La déception est à la hauteur des espoirs placés dans les projets calédoniens et de l’optimisme excessif qui prévalait alors. Vingt ans en arrière, Inco était la plus grande société minière au monde, elle n’avait pratiquement aucun concurrent. Falconbridge, à court de réserves, a vu dans la proposition des indépendantistes une occasion unique d’ouvrir une brèche dans un territoire chasse gardée d’Eramet et de l’État français. Dopée par les perspectives de la croissance chinoise, les multinationales ont promis plus qu’elles ne pouvaient faire et surtout elles ont sous-estimé les difficultés. Non seulement elles ont dû apporter beaucoup d’argent, mais elles ont dû composer avec des populations locales soucieuses du respect de leurs droits, avec un environnement hotspot de la biodiversité mondiale et une réglementation moins accommodante que dans d’autres pays de la région. 
« Si nous avions su ce qui nous attendait, nous ne l’aurions peut-être pas fait », soupire un ancien dirigeant d’une firme canadienne. « Plus aucune société minière ne développera plus de projets de cette importance. Elles ont brûlé toutes leurs cartouches », assurent les analystes. « Goro et Koniambo sont indubitablement les pires investissements réalisés par Vale et Glencore ces dernières années. Une effroyable catastrophe financière ! » Ce qu’Ivan Glasenberg, le patron de Glencore, résume en une formule lapidaire : « Des milliards de dollars pour une tasse de thé de nickel. » Alors oui, la Nouvelle-Calédonie a eu de la chance.

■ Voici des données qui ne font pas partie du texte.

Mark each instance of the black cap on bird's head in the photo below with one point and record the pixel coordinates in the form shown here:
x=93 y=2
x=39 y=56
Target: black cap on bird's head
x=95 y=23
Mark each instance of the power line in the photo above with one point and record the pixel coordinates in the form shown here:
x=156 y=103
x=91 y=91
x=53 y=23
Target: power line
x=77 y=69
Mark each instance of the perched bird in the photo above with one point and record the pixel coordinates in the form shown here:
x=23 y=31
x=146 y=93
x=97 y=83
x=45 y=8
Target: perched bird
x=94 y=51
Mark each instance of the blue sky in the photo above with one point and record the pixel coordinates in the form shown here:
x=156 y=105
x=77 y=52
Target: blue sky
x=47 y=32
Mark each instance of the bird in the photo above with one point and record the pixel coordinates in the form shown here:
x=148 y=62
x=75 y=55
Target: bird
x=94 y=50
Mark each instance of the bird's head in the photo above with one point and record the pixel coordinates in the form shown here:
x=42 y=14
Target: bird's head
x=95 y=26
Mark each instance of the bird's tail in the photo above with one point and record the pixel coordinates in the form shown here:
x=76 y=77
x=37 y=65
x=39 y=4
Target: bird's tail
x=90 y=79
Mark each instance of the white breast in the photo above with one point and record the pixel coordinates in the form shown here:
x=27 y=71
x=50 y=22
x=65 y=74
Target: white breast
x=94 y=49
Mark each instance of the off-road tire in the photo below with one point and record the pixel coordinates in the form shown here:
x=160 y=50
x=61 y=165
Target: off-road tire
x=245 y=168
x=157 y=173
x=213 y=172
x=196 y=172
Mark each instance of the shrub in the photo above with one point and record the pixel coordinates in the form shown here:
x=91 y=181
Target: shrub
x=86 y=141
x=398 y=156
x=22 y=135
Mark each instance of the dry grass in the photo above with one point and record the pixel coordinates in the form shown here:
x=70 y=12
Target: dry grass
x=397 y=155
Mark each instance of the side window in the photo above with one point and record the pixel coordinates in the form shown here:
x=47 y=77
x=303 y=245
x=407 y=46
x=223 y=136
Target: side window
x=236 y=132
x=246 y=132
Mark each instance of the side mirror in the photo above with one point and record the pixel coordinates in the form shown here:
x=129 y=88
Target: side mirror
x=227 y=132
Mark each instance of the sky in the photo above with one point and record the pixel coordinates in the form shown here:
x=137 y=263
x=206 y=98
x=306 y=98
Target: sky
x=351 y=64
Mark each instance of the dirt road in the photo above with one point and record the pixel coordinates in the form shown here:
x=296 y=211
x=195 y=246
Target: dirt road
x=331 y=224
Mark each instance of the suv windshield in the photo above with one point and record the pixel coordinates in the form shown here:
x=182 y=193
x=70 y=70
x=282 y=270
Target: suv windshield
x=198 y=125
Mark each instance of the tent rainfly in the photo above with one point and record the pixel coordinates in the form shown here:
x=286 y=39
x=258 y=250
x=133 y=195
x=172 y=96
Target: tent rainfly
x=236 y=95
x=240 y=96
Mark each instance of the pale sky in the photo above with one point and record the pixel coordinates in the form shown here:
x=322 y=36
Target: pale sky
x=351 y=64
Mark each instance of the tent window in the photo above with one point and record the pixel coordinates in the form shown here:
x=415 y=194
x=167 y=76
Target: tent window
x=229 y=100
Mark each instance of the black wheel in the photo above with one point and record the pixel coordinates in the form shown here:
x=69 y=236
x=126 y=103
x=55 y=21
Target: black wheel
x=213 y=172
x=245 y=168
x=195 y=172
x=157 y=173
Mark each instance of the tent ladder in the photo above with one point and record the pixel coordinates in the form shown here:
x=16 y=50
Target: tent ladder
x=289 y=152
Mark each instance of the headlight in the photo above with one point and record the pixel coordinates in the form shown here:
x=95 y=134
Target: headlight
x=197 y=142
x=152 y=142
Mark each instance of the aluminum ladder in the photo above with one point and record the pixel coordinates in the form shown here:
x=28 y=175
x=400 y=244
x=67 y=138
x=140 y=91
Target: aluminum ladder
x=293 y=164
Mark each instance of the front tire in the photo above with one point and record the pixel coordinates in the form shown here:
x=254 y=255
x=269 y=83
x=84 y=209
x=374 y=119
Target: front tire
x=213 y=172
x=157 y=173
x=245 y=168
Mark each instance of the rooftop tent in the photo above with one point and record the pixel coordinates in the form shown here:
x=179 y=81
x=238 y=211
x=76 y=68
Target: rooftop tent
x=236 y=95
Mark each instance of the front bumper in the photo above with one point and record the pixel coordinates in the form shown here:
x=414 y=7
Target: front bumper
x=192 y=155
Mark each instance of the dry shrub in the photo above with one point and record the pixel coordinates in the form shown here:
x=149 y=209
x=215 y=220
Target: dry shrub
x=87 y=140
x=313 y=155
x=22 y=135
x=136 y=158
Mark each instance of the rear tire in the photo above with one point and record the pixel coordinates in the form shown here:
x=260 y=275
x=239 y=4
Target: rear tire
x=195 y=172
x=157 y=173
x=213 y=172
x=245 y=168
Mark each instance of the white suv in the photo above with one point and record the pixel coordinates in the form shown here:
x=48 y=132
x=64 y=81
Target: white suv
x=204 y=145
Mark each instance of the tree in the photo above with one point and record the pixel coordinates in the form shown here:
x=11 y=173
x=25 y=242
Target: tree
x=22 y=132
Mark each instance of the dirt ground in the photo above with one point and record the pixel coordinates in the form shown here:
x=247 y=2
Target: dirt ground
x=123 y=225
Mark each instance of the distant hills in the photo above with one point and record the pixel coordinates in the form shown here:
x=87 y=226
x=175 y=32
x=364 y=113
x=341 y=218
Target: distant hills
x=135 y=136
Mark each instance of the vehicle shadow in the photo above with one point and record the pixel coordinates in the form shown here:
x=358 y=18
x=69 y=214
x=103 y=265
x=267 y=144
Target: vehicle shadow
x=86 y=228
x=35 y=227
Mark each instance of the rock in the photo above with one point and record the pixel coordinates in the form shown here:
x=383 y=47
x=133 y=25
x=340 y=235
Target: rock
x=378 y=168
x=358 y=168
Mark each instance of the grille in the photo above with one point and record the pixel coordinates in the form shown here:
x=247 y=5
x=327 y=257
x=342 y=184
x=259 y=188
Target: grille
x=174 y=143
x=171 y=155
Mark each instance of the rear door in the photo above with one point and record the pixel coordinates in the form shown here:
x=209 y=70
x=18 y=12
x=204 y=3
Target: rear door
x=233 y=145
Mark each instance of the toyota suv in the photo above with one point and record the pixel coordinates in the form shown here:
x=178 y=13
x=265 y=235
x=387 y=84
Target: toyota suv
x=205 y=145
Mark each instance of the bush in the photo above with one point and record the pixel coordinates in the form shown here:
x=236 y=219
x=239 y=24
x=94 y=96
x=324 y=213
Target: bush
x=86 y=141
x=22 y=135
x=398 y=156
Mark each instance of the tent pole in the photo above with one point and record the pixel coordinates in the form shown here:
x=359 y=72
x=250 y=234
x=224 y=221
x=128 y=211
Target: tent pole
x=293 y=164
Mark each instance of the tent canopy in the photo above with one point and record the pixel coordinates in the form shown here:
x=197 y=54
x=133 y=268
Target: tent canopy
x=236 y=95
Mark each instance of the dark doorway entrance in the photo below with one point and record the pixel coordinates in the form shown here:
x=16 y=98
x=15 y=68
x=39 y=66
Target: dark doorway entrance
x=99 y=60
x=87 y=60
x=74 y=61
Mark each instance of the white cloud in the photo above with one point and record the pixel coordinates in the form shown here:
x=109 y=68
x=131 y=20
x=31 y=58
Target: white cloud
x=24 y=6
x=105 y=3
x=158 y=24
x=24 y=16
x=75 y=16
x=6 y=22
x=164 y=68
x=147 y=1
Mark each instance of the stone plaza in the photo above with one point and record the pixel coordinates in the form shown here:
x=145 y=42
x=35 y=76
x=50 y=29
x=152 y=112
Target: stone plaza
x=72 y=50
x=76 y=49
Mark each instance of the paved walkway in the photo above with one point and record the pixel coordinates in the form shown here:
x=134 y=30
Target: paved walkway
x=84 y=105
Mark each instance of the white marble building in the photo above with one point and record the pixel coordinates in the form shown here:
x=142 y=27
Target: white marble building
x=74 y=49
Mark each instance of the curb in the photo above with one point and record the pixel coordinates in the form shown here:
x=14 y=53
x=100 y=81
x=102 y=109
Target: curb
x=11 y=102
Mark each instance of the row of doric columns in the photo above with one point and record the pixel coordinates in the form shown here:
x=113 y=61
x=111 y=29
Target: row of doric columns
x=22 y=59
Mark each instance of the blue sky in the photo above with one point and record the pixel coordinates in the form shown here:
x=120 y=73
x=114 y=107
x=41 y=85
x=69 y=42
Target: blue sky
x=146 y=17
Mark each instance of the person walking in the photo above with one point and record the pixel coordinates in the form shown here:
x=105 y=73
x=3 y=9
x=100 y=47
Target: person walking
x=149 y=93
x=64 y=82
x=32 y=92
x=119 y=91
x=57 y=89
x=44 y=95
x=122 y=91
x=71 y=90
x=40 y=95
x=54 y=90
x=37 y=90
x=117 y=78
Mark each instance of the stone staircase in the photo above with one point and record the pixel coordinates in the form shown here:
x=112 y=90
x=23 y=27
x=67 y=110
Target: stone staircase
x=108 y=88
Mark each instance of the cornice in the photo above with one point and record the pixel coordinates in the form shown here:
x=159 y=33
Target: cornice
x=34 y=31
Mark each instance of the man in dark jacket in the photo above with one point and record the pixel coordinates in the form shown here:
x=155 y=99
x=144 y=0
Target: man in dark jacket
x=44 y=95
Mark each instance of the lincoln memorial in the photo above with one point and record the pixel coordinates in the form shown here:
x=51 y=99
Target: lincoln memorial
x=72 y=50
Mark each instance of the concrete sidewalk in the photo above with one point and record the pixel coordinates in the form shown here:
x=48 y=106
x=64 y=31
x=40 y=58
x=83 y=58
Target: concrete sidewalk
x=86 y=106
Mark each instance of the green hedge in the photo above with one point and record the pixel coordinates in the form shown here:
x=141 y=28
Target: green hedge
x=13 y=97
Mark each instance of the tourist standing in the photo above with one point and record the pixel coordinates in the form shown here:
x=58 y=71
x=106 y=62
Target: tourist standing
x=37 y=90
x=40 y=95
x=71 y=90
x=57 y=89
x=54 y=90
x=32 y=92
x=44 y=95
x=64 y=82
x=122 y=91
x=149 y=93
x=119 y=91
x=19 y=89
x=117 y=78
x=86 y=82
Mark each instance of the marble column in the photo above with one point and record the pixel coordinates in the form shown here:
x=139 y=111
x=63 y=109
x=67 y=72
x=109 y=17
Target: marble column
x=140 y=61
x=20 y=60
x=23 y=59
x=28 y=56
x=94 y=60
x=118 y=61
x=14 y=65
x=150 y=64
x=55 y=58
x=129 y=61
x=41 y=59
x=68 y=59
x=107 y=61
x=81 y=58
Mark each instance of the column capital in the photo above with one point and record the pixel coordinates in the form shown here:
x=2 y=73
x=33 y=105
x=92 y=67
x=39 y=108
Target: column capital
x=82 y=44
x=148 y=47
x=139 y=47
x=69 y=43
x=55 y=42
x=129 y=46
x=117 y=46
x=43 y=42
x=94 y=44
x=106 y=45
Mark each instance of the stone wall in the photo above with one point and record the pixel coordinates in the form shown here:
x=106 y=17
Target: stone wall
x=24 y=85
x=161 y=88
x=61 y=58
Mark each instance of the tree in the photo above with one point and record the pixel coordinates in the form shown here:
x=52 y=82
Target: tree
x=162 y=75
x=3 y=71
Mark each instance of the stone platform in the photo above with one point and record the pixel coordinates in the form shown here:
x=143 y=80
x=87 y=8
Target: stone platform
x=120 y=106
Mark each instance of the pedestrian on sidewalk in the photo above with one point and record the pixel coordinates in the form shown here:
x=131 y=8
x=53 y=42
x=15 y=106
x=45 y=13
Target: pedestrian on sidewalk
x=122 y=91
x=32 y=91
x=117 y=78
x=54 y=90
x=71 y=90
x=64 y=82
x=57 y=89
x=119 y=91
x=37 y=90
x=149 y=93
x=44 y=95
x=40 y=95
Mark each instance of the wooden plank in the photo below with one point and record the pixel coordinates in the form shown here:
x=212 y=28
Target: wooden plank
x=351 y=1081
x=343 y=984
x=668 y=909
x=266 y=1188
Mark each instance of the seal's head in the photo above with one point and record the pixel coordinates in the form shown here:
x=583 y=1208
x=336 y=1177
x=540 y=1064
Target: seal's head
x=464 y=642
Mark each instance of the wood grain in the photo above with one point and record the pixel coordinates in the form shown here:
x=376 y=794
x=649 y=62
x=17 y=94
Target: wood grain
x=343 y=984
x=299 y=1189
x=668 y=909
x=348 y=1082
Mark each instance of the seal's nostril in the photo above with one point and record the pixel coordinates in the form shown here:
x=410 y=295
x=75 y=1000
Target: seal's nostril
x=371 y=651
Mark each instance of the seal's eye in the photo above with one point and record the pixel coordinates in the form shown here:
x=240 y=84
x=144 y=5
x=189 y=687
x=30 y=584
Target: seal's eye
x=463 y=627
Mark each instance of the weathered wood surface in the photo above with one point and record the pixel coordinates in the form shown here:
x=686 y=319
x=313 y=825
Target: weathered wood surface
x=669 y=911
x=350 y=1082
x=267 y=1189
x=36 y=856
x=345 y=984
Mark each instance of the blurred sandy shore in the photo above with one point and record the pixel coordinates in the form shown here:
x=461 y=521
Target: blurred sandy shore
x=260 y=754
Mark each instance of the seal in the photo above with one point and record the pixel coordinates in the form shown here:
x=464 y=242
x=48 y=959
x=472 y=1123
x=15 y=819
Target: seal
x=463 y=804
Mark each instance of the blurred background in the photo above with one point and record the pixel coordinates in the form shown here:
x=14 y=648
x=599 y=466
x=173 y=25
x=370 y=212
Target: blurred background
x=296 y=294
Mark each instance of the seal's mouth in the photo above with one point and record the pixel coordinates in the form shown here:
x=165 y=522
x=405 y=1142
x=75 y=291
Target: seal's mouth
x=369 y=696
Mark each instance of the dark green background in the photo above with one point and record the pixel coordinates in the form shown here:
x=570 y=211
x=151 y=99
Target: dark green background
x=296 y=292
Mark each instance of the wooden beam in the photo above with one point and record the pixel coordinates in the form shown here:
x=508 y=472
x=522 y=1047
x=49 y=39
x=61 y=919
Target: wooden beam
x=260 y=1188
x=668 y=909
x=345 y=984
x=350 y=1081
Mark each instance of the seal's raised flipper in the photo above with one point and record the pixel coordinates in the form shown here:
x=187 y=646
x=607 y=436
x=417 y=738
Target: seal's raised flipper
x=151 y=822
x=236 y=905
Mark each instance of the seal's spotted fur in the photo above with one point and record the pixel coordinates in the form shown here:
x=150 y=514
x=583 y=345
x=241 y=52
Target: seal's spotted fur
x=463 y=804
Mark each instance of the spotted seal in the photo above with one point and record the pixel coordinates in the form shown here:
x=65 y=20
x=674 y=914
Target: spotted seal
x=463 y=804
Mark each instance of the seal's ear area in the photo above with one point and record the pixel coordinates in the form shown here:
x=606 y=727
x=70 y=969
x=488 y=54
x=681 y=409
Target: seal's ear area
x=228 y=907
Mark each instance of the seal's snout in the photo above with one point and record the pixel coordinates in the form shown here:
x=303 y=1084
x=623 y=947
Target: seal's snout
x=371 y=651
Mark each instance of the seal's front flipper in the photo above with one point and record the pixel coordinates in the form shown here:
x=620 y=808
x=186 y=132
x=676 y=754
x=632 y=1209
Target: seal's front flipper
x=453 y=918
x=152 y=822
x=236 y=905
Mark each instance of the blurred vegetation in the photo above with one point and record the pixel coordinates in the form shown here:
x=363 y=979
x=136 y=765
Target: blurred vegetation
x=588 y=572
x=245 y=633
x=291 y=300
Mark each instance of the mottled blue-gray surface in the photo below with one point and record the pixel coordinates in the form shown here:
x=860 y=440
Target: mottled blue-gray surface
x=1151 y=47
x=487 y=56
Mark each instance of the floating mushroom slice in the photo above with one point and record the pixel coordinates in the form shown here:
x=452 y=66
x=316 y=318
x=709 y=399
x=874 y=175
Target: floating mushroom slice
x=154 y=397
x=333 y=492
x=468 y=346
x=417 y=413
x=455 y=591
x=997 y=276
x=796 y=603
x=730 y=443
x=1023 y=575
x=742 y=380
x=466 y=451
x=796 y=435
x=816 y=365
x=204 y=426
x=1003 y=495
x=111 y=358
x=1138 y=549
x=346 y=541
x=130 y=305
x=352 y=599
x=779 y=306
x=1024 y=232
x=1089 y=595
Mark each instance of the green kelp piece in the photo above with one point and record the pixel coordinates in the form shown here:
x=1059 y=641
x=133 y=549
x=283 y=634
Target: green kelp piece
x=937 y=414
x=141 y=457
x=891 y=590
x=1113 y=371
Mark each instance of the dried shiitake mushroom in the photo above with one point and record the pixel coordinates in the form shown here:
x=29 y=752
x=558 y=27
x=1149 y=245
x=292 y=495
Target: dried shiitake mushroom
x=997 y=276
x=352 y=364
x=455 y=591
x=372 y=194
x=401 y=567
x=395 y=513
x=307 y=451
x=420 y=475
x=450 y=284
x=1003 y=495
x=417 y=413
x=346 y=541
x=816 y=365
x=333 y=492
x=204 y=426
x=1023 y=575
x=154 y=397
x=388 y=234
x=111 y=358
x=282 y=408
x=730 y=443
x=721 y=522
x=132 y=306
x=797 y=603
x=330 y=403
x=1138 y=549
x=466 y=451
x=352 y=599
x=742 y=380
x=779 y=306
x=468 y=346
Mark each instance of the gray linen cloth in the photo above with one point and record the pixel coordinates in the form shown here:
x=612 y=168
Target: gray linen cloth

Une complexité sous-estimée
Et doublement, si on en croit ceux qui à longueur d’année sondent le cœur des entreprises minières et tentent tant bien que mal d’anticiper les cours du nickel. Car investir en Nouvelle-Calédonie n’est pas une sinécure. Géographiquement isolées, difficiles à concevoir et à gérer, les usines du Nord et du Sud ont assurément constitué un lourd défi pour des investisseurs éblouis par la richesse des gisements, leurs perspectives de rendement et l’opportunité de s’installer dans un territoire sous-exploité sans contrainte fiscale. En privé, les dirigeants des multinationales n’en finissent pas déclamer la litanie des obstacles rencontrés : lourdeur et lenteur de la bureaucratie locale calquée sur celle de la France à leurs yeux peu adaptée à un contexte minier mouvant, faible productivité de la main d’œuvre « dix fois plus chère qu’ailleurs », coûts de production trop élevés, contestation des organisations écologistes, menaces récurrentes sur le Pacte de stabilité fiscale, manœuvres obstructives des populations autochtones, multiplicité des interlocuteurs institutionnels et coutumiers. Une usine, oui, mais construire un port, une centrale électrique et des infrastructures, former la main d’œuvre et les sous-traitants, cela dépasse les compétences de base d’une société métallurgique et minière. 
Tout n’est pas négatif pour les multinationales, loin de là. Elles ont pu inscrire à leurs bilans de nouvelles réserves minières, elles ont bénéficié d'un cadre réglementaire moderne porteur de garanties légales et de contrôle de sécurité, ainsi que du soutien sans faille d’un État puissant, la France. Et elles ont eu les mains libres pour expérimenter des technologies qui n’avaient jamais fait leurs preuves ailleurs auparavant. « Elles n’avaient personne en face d’elles pour s’y opposer », note un observateur. « Les ingénieurs ont fait ce qu’ils voulaient, alors que d’autres pays imposent la mise en œuvre de techniques éprouvées pour limiter les risques et se garantir un revenu rapide. » 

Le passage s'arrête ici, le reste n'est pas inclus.